To make the sauce, I thinly sliced about 2 bunches of scallions, enough to make two and a half cups. I chopped some peeled fresh ginger and minced it in a Cuisinart mini-prep until I had a half cup. I measured out a quarter cup of grapeseed oil, one and a half teaspoons of light soy sauce, three quarters of a teaspoon of xiaoxing wine (you can substitute sherry vinegar), and three quarters of a teaspoon of kosher salt.

I mixed everything together and let it sit for twenty minutes. That’s the entirety of the sauce preparation.

While the sauce sat, I made some quick cucumber pickles (described here), sliced the remaining slab of char sui pork I had stashed in the Belm Utility Research Kitchen Deep Storage Facility, and brought a pot of salted water to the boil.
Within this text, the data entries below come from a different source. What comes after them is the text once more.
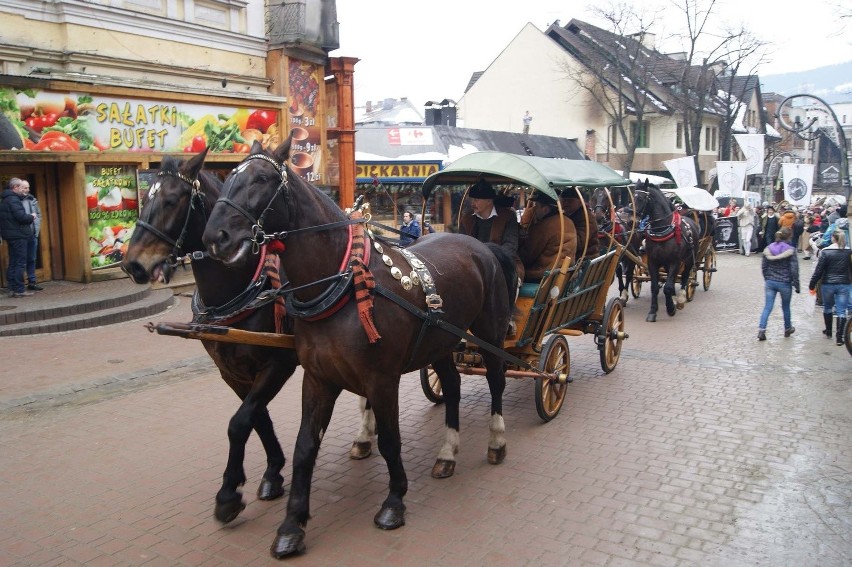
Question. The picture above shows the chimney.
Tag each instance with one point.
(646, 38)
(591, 144)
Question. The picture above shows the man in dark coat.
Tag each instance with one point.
(491, 223)
(16, 227)
(541, 235)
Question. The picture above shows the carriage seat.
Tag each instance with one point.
(528, 289)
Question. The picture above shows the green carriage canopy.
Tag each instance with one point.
(544, 174)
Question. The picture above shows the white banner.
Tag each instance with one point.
(798, 182)
(683, 171)
(731, 176)
(752, 148)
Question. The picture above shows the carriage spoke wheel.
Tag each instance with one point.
(431, 385)
(709, 267)
(613, 335)
(549, 393)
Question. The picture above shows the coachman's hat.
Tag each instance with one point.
(482, 190)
Having learned my lesson in the great #noodlefail incident, I used fresh prepared noodles from my local Korean market.

I boiled a pound of noodles for about five minutes, drained them, and then tossed them with about a cup of the ginger scallion sauce.

While the noodles boiled, I also heated up the pork slices.

For the final assembly I topped the noodles and sauce with a splash of soy sauce, the pork, and the pickle slices.

I’m sure I could get more authentic noodles from a Korean street vendor, but until I make the trip to Seoul, my version will be a more than acceptable substitute. The sauce alone is an ingredient worth having around all the time. I’ll leave the parting thought to Chang:

Ginger scallion sauce is one of the greatest sauces or condiments ever. Ever. … If you have ginger scallion sauce in the fridge, you will never go hungry: stir 6 tablespoons into a bowl of hot noodles and you’re in business. Or serve over a bowl of rice topped with a fried egg. Or with grilled meat or any kind of seafood. Or almost anything.

And now I have a whole list of quick recipes I can bang out on a hot summer night. Ginger scallion sauce FTW!